Getting to China for my English teaching position was not that easy. It took 3 flights and over 20 hours of flying. I arrived in the Fujian Province’s capital city of Fuzhou (Fu joe) around 11PM Saturday the 27th of August. Immediately I realized how hot it was there. I mean it is hot in South Georgia too but it is a different kind of heat. To me it is more dry. I meet Helen, she is my school’s (Fuzhou #8 Middle School) contact person who is responsible for taking care of all of us foreign teachers. She arranged a ride into Fuzhou for me and had me dropped off at my apartment. Once there I saw that it was a nice looking one bedroom studio with a nice view of the city and an actual, “Western toilet,” that you could sit on. This was a huge step up from my living situation in the Republic of Georgia.

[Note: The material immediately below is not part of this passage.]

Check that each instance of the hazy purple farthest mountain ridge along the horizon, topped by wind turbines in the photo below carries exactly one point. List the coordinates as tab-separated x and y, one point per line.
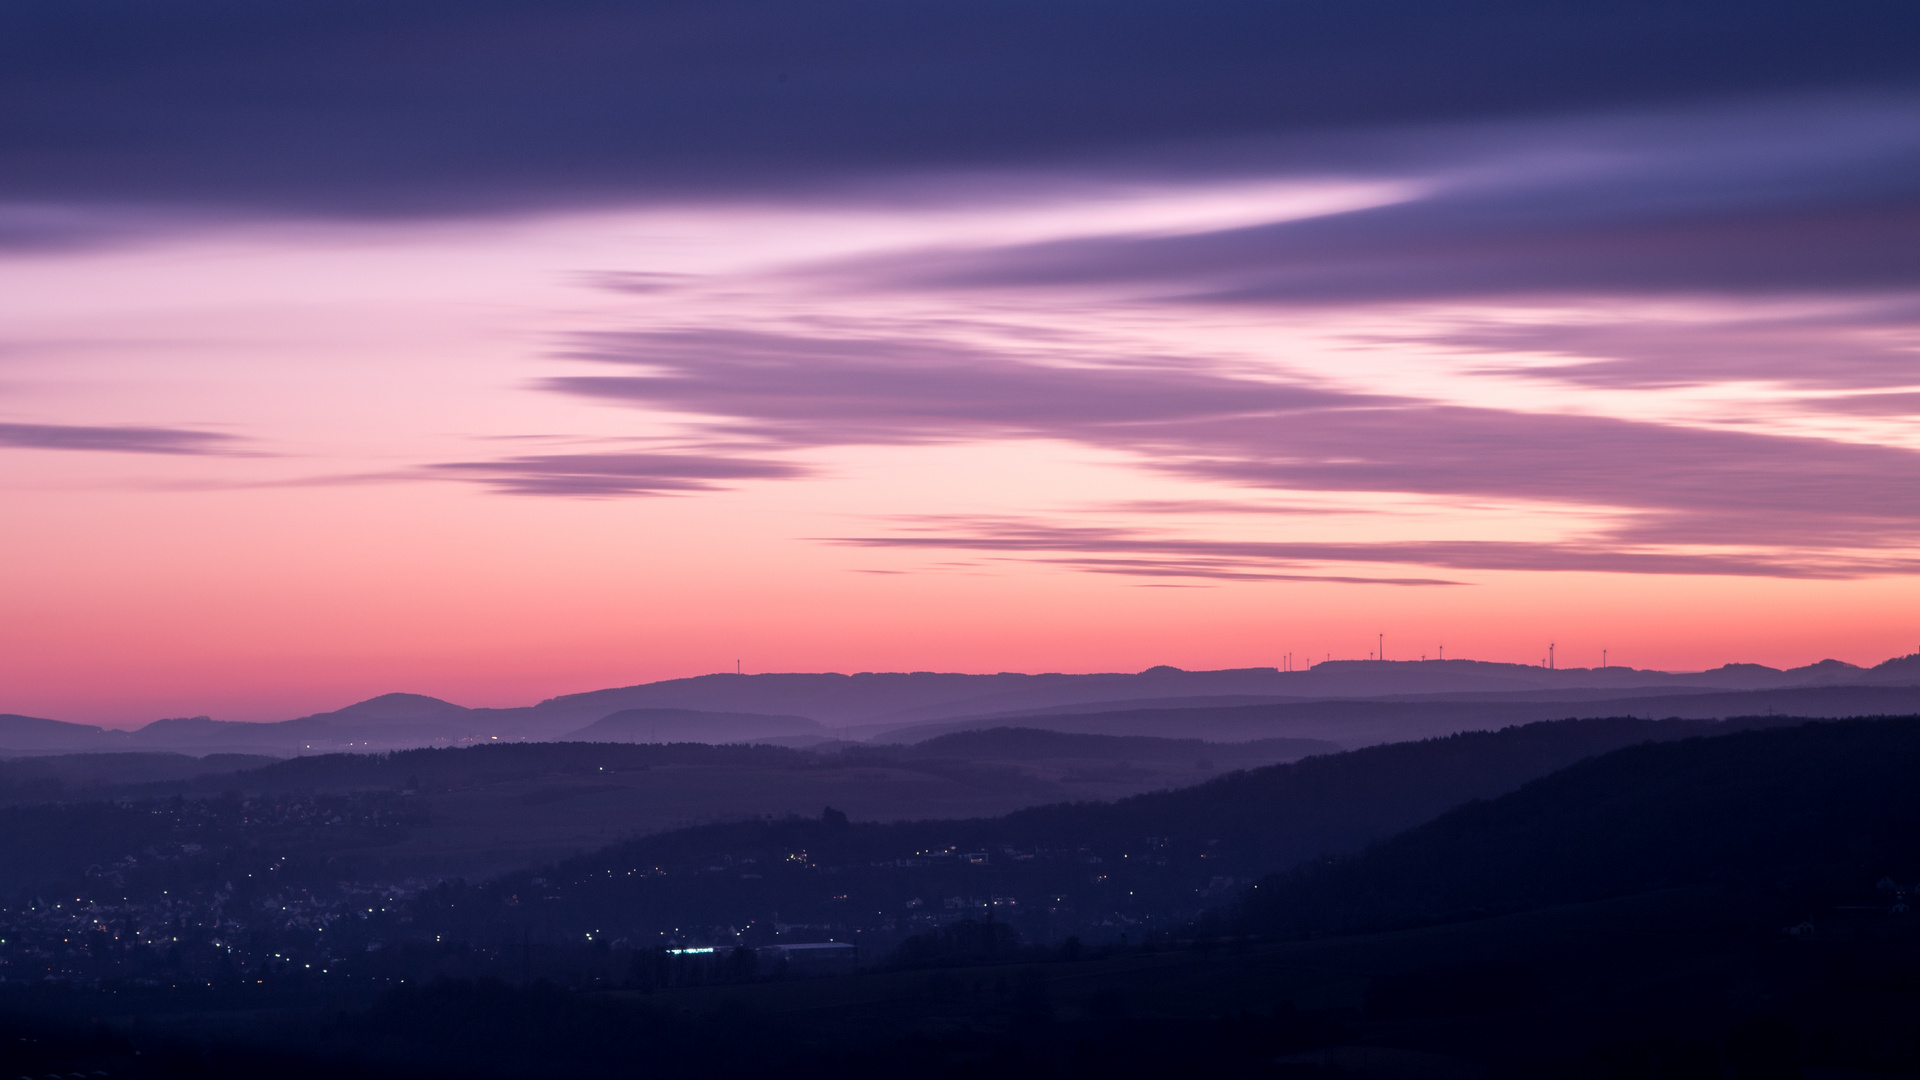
1347	702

The next day I met Amy and Tess, the two other Greenheart Travel teachers that were assigned to my school. They had arrived in Fuzhou two days before I did. They took me to get my phone service and to show me around. The first thing I noticed was that there was a McDonald’s right down the street from my apartment. The second thing that I noticed was that it was open 24 hours a day. However, unlike the ones in Eastern Europe, this one did not serve beer (pea joe).

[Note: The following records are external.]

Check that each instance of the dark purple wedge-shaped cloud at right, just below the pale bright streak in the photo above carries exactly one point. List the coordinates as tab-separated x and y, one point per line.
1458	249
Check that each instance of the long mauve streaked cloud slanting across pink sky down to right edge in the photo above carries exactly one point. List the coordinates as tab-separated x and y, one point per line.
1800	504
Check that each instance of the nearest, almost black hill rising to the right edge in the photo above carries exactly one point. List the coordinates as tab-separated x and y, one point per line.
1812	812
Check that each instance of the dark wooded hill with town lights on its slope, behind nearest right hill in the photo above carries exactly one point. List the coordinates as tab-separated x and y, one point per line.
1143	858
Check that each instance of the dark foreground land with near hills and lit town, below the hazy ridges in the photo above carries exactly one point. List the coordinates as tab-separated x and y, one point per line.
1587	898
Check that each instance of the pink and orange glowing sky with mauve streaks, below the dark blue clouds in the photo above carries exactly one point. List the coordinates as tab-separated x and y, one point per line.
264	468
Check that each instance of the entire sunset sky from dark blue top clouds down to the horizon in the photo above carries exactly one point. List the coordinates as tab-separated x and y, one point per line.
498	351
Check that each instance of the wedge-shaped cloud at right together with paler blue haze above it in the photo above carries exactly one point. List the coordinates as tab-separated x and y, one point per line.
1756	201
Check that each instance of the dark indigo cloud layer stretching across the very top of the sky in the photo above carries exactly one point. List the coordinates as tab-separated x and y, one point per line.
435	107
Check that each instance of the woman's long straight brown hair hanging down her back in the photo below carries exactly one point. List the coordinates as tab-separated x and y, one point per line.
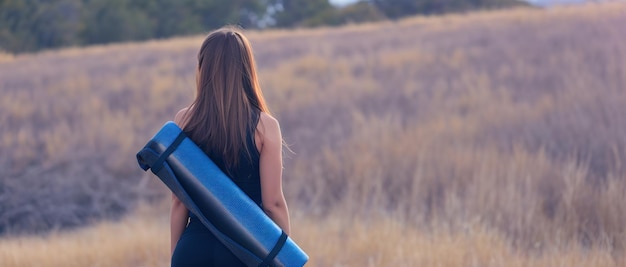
228	96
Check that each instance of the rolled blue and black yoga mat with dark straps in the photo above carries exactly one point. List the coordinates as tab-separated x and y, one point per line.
217	201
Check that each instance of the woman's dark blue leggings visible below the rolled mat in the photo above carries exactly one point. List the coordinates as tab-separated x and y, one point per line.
197	246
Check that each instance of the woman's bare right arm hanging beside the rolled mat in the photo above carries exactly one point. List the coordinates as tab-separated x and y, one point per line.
271	170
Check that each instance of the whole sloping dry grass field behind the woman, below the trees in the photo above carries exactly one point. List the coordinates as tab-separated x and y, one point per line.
481	139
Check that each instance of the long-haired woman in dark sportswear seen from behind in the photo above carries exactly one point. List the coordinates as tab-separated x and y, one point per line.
230	121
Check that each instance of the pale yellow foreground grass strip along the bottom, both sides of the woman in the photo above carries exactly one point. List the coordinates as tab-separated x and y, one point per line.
142	239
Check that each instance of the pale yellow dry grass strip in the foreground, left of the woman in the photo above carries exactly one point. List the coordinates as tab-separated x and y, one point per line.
136	241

I spent the first couple of days in my new city getting my medical exam done and buying the things that I would need for my apartment, like beer. Right away, I noticed the price differences between China and the U.S. A beer only cost 4 Chinese dollars, which is about 80 cents in the States. You can easily spend 20-30 Chinese dollars on a meal which is only 3 to 4.50 U.S. dollars. However, some things are more expensive here then they are in the U.S. For example, Nike shoes are about 50 dollars more then back home.

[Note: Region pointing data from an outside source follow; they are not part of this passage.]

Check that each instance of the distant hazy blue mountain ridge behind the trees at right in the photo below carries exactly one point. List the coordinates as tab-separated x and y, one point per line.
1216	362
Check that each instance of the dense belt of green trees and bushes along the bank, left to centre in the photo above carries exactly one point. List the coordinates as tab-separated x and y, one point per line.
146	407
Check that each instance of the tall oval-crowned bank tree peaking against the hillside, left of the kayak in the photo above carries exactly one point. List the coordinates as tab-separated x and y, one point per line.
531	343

We were invited to a dinner at the school prior to the first day of school. At that dinner we met all of the principals and the headmaster and some of the other teachers. We ate a delicious assortment of seafood (the big industry in Fujian). It was all very nice. Two days later, school started. My class sizes are any where from 25 students to 57 students and last 45 minutes long. I have found that most of the kids are well behaved and polite. Obviously, there a couple of bad ones here and there but good for the most part.
One problem with the students is getting them to stop talking. They talk constantly, and of course, in Chinese. I am able to teach my lesson and get them to be quiet when it is important but I have noticed a constant lack of respect. I believe that the Chinese students will never respect me as much as they respect their Chinese teachers. I suppose that is normal. Either way, I am very happy to be teaching here and proud to be involved in this experience.